The FDA does not have the tools at its disposal to act in the realm of price controls (and the Congressional do-nothings that are unable to act on much these days due to partisan, and even intraparty, squabbling are unlikely to be able to give the agency such tools). Thus, it remains the executive prerogative to take action.
Could the action be challenged? Of course. Would it survive a challenge?

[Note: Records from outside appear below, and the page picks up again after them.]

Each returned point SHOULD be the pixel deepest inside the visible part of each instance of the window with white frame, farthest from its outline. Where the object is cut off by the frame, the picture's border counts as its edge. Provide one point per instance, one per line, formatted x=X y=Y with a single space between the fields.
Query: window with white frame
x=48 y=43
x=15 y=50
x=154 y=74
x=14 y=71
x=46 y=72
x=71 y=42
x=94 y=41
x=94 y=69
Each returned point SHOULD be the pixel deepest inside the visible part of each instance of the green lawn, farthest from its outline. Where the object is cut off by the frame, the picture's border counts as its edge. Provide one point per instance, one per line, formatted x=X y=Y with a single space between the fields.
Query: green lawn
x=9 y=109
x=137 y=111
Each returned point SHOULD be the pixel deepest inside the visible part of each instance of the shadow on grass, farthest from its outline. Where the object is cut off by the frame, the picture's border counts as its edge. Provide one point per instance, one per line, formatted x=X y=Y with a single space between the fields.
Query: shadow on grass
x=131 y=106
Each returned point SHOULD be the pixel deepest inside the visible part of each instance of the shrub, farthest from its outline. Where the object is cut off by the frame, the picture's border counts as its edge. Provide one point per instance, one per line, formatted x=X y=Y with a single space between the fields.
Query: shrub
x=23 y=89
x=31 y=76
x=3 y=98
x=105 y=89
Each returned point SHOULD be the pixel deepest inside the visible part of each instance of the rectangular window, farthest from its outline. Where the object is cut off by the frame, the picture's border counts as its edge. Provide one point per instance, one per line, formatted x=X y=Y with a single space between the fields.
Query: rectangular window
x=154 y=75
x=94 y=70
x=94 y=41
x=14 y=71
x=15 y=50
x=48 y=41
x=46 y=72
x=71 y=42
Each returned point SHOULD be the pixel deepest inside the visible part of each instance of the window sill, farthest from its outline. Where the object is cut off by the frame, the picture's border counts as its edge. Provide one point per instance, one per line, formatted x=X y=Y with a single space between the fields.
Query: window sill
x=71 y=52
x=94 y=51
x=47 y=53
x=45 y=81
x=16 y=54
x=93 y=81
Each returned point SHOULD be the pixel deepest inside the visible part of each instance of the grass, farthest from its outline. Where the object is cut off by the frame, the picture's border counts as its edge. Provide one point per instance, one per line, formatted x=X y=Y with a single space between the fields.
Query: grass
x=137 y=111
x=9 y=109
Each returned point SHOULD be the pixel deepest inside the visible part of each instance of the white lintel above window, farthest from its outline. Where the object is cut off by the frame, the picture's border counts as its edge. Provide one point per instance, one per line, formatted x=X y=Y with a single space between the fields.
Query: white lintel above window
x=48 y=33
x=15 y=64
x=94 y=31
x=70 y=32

It could if the remedy imposed by the federales were narrowly tailored to address a specific harm, or potential harm, such as the harms and potential harms that have triggered the use of such extraordinary powers throughout our history.
What do you think?
David Harlow
The Harlow Group LLC
Health Care Law and Consulting
CC image courtesy of Stockmonkeys.com
Bill says
I agree with many of comments you shared and believe in particular the ” generic” drug space needs some regulation as this practice displayed by “hedge-fund brat” Shkreli is not uncommon.

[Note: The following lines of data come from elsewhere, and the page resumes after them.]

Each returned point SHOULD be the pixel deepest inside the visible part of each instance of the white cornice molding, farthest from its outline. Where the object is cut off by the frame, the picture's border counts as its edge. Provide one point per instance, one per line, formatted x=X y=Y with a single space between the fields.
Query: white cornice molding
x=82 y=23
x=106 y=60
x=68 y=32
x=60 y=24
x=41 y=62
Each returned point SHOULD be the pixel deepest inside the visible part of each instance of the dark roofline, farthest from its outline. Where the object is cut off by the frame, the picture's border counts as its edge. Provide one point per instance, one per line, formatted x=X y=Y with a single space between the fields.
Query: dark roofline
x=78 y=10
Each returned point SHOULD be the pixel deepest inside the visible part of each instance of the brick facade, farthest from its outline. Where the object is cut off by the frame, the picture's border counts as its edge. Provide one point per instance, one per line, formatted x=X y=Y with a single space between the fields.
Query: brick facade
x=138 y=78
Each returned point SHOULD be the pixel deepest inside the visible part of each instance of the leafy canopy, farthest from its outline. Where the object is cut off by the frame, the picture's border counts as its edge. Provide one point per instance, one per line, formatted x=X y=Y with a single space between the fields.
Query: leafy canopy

As for the depiction of Shkreli as the “Pharma bro”, I believe our media is misrepresenting what we’re really dealing with here and it’s a tale that will become increasingly prevalent across multiple sectors. Shkreli isn’t passionate about Pharma, healthcare or changing the lives of patients…he’s a hedge-fund brat who skipped many of the lessons gained through education/life experience that reinforce the importance of words like ethics, integrity and social responsibility. While intelligence is not something he lacks, the seedy tutelage through the murky waters of his hedge-fund upbringing have taught him to manipulate, antagonize, point-the-finger at others (See Retrophin for an example) and when needed run for cover under the umbrella of his next venture/scheme. (Turing) I’m certain while we have been debating his actions at Turing, Shkreli has profited and will continue to do so, from the expected market response across the sector and the subsequent recovery that will ultimately occur. Afterall, that’s what hedge-fund brats do…manipulate markets for their own personal pleasure. ( See Navidea and MannKind for examples of prior manipulation)
My take is we offend the Pharma/biotech healthcare sector by branding this “hedge-fund brat” as the “Pharma bro”. He’s followed the volume of dollars that exist in this sector and capitalized on the ease at which one can create volatility for personal gain. Turing is nothing more than a smoke screen for the broader manipulation occurring by a seasoned “hedge-fund brat”.

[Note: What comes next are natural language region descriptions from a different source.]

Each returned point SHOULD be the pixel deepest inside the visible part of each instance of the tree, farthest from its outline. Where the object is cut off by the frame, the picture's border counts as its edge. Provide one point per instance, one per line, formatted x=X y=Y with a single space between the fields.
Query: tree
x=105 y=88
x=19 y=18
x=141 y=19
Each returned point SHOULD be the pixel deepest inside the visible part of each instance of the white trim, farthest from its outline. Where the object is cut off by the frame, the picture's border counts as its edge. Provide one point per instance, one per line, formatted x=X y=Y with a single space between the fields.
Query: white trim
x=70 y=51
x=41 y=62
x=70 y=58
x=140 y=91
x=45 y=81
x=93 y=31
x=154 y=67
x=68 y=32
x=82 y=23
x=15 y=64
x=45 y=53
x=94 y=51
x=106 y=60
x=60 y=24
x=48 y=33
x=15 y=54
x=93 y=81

Pharma/biotech even with all its warts deserves better than to associate Shkreli as one of its “bro’s”.
Patrick Pine says
Along with this problem there is a parallel reason we are seeing certain providers of various health services change their behavior to “jack up” pricing which has to do with the elimination of annual and lifetime limits by the ACA. While this was well intended many have noticed this new problem – knowing that insurers (whether commercial or self insured) cannot limit payments for any covered individual have in the rare catastrophic cases or for certain drugs lost any restraint in pricing that was indirectly present with annual limits/lifetime limits. For example I have heard reports from other plan administrators (as I am) that they are seeing claims for amounts far exceeding anything they previously experienced – just learned of one claim in southern California for $13 million. This is for a plan that historically pays about $35 million in total annual claims with no prior claim exceeding $1.5 million. These rare cases can bankrupt plans and we do need tools to address this. Otherwise, there will be more “bros” out there exploiting this problem. And I agree that our current situation in Congress will not soon change to address this legitimate public interest challenge.